Patients who are fortunate enough not to have been killed by a surgical mistake may suffer lifelong injuries. One of the most common and devastating types of medical errors is that of accidentally leaving surgical instruments inside patients' bodies. These mistakes, which most commonly involve cotton surgical sponges, happen about a dozen times a day, according to USA Today. When this happens, a victim can suffer from excruciating pain and swelling, infections, severe scarring and death. Medicare will deny coverage for the repairs of such mistakes, which can cost at least $60,000 per case.

One woman's life was permanently changed after doctors left a surgical sponge inside her abdomen during a c-section. When she began to suffer from pain and swelling, and her bowels eventually shut down, she returned to the hospital for emergency x-rays. The resulting surgery to remove the infected sponge hospitalized her for almost three weeks.

When this happens to patients, they may sue the hospital or doctor responsible for the mistake, but the laws about medical malpractice lawsuits and caps vary by region.

Other common medical mistakes frequently happen in many hospitals, says CNN. These include:

  • Operating on the wrong body part or side of the body.
  • Treating the wrong patient.
  • Serious hospital infections.
  • Waking up from anesthesia during surgery.

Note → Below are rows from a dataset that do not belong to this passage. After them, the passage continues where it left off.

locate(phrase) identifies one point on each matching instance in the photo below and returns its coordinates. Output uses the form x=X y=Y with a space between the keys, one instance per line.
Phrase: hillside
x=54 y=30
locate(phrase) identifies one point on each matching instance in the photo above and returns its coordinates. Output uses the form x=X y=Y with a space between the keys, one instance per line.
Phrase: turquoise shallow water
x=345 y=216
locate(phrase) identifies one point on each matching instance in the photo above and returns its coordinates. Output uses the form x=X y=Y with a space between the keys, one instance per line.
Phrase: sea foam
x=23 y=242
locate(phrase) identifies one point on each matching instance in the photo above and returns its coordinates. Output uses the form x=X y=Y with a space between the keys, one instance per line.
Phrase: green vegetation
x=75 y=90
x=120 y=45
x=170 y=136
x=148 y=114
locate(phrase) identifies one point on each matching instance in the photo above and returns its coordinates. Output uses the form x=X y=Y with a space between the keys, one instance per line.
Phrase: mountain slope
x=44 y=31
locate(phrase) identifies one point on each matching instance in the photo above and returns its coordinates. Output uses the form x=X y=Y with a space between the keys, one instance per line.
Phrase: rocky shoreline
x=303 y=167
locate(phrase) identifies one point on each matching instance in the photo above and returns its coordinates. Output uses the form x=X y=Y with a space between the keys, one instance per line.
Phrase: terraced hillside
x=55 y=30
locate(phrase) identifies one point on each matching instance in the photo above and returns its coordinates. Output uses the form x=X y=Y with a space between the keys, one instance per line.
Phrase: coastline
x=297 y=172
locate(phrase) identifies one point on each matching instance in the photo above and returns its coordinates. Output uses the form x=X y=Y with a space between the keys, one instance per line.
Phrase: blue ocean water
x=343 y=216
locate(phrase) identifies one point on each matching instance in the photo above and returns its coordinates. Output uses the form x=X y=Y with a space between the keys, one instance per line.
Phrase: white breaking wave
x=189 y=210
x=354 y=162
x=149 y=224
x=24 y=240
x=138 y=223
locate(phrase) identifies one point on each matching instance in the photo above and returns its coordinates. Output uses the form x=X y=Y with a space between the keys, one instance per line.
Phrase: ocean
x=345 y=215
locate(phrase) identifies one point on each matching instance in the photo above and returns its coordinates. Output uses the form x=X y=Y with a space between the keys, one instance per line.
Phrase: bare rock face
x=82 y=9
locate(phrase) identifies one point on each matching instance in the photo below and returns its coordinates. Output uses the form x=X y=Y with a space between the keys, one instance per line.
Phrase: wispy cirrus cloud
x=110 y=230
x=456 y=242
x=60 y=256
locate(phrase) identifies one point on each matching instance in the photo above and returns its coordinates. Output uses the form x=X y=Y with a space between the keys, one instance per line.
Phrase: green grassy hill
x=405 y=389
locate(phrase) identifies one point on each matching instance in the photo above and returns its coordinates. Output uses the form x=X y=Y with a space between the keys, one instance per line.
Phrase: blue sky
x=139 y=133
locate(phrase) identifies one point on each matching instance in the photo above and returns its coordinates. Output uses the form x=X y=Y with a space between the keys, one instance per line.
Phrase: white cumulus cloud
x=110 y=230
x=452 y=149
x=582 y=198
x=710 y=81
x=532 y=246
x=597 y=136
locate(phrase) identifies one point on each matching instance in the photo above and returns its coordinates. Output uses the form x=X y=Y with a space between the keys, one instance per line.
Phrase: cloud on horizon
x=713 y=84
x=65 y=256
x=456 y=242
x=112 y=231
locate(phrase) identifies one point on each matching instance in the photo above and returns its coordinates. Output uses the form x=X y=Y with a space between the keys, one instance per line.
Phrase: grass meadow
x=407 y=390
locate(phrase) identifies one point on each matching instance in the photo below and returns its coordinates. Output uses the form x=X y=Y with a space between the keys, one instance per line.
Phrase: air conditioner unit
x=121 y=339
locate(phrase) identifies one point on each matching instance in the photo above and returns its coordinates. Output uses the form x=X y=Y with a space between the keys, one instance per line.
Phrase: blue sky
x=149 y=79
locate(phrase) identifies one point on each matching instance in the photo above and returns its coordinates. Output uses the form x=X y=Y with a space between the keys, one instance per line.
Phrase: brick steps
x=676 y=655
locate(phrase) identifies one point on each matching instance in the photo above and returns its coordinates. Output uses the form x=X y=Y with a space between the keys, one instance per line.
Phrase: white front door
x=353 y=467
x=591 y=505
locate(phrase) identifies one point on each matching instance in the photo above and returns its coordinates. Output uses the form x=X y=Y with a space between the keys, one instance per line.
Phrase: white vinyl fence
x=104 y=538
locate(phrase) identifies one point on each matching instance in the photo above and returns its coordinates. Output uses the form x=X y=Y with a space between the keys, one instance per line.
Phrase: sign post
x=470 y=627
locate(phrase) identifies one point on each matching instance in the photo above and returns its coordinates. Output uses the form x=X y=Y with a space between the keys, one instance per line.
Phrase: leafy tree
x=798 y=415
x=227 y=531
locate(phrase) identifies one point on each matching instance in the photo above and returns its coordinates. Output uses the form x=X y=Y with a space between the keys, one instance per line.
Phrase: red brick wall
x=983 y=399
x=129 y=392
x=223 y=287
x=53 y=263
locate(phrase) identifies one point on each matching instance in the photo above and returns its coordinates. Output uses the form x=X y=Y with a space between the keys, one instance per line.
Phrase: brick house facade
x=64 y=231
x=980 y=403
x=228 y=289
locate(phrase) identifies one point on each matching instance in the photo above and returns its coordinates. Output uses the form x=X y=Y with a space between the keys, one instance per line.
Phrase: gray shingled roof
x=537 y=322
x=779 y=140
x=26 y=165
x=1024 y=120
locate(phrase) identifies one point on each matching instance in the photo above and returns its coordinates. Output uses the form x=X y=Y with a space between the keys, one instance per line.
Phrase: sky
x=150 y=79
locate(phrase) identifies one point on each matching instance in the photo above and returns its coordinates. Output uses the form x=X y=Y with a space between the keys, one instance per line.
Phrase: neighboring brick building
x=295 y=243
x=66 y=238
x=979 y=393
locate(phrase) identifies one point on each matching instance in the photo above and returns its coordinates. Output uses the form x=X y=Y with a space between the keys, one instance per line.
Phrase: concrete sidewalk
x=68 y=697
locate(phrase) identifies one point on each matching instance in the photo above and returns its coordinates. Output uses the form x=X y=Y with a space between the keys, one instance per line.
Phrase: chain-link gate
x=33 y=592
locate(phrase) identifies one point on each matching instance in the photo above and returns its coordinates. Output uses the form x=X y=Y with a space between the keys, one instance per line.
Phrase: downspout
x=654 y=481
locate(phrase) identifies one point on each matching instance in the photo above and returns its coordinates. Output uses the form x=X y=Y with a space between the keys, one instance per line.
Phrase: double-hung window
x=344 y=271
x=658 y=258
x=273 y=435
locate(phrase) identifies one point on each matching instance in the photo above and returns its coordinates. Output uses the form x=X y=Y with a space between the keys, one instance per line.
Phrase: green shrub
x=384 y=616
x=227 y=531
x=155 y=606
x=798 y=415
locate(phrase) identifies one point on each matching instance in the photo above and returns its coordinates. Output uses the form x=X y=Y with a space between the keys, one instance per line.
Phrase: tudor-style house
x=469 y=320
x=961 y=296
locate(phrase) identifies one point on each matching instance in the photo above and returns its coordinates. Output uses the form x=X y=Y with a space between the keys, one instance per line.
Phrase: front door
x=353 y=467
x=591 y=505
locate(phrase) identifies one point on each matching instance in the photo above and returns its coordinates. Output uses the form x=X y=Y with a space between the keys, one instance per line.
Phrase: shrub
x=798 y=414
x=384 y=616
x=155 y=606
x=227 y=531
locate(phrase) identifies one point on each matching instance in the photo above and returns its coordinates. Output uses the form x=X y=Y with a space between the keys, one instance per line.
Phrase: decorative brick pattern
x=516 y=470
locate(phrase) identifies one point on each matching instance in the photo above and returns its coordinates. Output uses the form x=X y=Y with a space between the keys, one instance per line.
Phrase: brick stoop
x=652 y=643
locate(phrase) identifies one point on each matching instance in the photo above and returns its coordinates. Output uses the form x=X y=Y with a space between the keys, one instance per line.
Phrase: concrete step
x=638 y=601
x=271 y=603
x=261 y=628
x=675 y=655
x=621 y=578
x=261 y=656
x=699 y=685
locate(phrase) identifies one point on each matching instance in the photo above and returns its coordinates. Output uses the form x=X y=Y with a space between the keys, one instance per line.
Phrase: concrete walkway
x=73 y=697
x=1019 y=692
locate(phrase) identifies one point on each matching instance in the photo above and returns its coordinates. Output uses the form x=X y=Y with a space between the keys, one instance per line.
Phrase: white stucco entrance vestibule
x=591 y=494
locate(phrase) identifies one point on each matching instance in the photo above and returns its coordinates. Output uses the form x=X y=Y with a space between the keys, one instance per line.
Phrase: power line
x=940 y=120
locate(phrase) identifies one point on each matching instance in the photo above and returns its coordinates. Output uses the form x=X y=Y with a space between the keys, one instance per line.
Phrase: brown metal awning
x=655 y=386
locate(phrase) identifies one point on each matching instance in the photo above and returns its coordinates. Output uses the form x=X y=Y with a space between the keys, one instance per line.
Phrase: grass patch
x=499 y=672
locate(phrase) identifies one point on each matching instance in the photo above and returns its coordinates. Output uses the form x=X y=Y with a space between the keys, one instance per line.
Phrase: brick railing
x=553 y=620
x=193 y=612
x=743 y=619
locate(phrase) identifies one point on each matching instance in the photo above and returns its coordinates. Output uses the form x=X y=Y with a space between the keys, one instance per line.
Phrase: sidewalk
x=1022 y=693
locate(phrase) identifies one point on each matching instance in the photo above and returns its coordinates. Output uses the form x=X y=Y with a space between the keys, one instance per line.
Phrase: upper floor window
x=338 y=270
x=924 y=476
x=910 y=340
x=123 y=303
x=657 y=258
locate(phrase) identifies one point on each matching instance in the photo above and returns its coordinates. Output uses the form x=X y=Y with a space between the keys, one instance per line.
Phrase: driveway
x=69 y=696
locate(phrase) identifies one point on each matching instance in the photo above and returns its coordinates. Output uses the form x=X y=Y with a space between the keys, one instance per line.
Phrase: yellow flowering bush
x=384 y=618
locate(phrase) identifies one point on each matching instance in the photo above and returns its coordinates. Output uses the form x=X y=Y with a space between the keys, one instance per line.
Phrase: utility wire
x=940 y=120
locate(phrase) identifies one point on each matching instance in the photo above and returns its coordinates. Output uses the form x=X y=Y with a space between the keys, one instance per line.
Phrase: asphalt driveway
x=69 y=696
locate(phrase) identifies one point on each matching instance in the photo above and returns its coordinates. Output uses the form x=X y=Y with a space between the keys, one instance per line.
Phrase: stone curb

These mistakes can cause patients untold amounts of pain and suffering, and in many cases can last for years or a lifetime. Patients may attempt to prevent such mistakes by asking doctors to wash their hands before a treatment; making sure medical staff thoroughly checks their wristbands before any procedure; and returning to the hospital if experiencing unusual pain, swelling or fever after surgery.

Getting help from an attorney

Despite the best precautions, nothing can truly eliminate the problem of hospital and doctor mistakes. Patients or their families who have been hurt by a doctor error should contact a personal injury attorney with experience in medical malpractice cases. The repercussions from a hospital error can be costly and last for years. Pursuing legal action against a hospital responsible for the mistake may get much needed compensation for the victims.